Chapter 10 Spatially Constrained Clustering - Hierarchical Methods

In this chapter, the focus shifts to methods that impose contiguity as a hard constraint in a clustering procedure. Such methods are known under a number of different terms, including zonation, districting, regionalization, spatially constrained clustering, the p-region problem and the p-compact regions problem. They are concerned with dividing an original set of n spatial units into p internally connected regions that maximize within similarity (for recent reviews, see, e.g., Murray and Grubesic 2002; Duque, Ramos, and Suriñach 2007; Duque, Church, and Middleton 2011; Li, Church, and Goodchild 2014).⁴⁵

In the previous chapter, approaches were considered that impose a soft spatial constraint, in the form of a trade-off between attribute similarity and spatial similarity. In the methods considered in the current and next chapter, the contiguity is a strict constraint, in that clusters can only consist of entities that are geographically connected. As a result, in some cases the resulting attribute similarity can be of poor quality, when dissimilar units are grouped together primarily due to the contiguity constraint.

Three sets of methods are considered, all based on the principle of hierarchical clustering.

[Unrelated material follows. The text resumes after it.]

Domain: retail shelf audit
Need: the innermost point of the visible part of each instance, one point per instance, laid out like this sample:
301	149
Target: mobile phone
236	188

The first approach employs agglomerative hierarchical clustering, to which a spatial contiguity constraint is introduced. Early descriptions of the idea of spatially constrained hierarchical clustering can be found in Murtagh (1985) and Gordon (1996), among others. Next, an algorithm is considered that takes a divisive hierarchical approach. The SKATER algorithm (Assunção et al. 2006; Teixeira, Assunção, and Loschi 2015; Aydin et al. 2018), or, Spatial `K’luster Analysis by Tree Edge Removal, obtains regionalization through a graph partitioning approach. Finally, a collection of methods that combine aspects of both agglomerative and divisive clustering is outlined, referred to as REDCAP (Guo 2008; Guo and Wang 2011). The acronym stands for REgionalization with Dynamically Constrained Agglomerative clustering and Partitioning, and refers to a family of six (later extended to eight) hierarchical regionalization methods.

As before, the methods considered here share many of the same options with previously discussed techniques covered in earlier chapters. Common options will not be considered, but the focus will be on aspects that are specific to the spatially constrained methods.

The Ceará Zika sample data set is again used to illustrate the methods, with the same variables as in the previous chapter.

The terminology is again a bit confusing, since in this literature \(p\) is often used for the number of clusters, instead of \(k\), standard for classic clustering techniques. In this chapter, both are employed. The context will make clear how many clusters are considered.↩︎